Die Gewerkschaften rufen das „Projekt Trendwende“ aus. Sie brauchen dringend Nachwuchs

Den Gewerkschaften laufen die Mitglieder davon. Der Trend ist nicht neu, aber so besorgniserregend, dass der DGBChef Michael Sommer das „Projekt Trendwende“ ankündigte. Auch in Berlin und Brandenburg wird in den Vorständen des Deutschen Gewerkschaftsbundes intensiv darüber diskutiert, wie man trotz hoher Arbeitslosigkeit, frustrierender Tarifabschlüsse und interner Konflikte neue Mitglieder gewinnen kann.

Die Zahlen sind ernüchternd: Anfang der neunziger Jahre hatte der DGB-Landesbezirk Berlin-Brandenburg noch über 950 000 Mitglieder. Inzwischen sind es weniger als 490 000. Davon sind 48 Prozent in der Dienstleistungsgewerkschaft Verdi organisiert. Die Industriegewerkschaften repräsentieren nicht einmal mehr ein Drittel der Mitglieder.

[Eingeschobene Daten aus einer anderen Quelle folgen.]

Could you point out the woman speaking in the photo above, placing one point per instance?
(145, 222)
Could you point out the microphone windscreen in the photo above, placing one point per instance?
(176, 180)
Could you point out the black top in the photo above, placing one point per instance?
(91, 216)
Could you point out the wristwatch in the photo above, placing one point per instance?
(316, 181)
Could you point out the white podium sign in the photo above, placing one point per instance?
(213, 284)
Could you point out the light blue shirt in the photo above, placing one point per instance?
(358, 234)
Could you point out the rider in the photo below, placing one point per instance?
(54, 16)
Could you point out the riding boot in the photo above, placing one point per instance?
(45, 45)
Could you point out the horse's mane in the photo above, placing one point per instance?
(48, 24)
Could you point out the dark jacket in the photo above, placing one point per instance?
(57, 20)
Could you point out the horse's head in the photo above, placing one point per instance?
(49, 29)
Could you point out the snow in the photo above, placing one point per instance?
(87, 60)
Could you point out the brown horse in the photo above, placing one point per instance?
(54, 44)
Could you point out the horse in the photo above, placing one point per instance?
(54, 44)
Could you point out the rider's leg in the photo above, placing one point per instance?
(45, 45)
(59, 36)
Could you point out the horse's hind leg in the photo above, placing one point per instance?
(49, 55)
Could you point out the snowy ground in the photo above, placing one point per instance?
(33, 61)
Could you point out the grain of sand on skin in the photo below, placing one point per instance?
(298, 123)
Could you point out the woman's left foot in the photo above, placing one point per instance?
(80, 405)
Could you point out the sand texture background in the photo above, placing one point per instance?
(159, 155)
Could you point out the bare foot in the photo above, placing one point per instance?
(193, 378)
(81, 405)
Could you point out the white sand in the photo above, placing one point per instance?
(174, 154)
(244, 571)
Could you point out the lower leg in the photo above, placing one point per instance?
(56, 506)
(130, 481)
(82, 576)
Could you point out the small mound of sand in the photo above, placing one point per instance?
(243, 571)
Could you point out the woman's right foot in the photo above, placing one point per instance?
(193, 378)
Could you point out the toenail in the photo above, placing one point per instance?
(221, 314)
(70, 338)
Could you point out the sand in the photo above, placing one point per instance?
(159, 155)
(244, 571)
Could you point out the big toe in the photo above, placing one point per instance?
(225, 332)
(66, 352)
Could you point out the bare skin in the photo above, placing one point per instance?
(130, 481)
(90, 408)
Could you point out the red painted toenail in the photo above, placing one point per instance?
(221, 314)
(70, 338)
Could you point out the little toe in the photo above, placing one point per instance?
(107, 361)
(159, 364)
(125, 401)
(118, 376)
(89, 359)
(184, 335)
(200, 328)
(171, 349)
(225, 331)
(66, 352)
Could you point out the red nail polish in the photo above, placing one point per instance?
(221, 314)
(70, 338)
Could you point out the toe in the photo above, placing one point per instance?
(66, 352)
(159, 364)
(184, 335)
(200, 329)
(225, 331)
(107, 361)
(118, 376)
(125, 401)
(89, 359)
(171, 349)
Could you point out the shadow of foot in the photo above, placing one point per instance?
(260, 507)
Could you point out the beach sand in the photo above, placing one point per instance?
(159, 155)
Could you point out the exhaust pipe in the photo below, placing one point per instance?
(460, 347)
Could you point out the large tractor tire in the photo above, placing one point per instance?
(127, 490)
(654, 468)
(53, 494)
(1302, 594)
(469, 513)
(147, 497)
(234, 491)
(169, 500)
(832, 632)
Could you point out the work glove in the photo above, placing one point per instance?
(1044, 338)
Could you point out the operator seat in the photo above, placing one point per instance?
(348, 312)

Und die Gewerkschaften sind überaltert. Knappe fünf Prozent der organisierten Arbeitnehmer sind „jugendliche Mitglieder“. Wobei einige Gewerkschaften auch 35 Jahre alte Kollegen noch zur Jugend zählen. Immerhin sind 44 Prozent der DGB-Mitglieder in Berlin und Brandenburg weiblich. Damit liegt der Frauenanteil weit über dem Bundesdurchschnitt.

Wer arbeitslos wird, sagt der Organisationsexperte des DGB-Landesbezirks, Andrew Walde, verlässt meistens die Gewerkschaft. „Bei denen, die noch Arbeit haben, hat sich der Anteil der organisierten Gewerkschafter in den vergangenen Jahren kaum verändert“. Allerdings verbreite sich auch bei den Arbeitnehmern das Gefühl, „dass die Gewerkschaften nicht mehr viel für sie tun können“.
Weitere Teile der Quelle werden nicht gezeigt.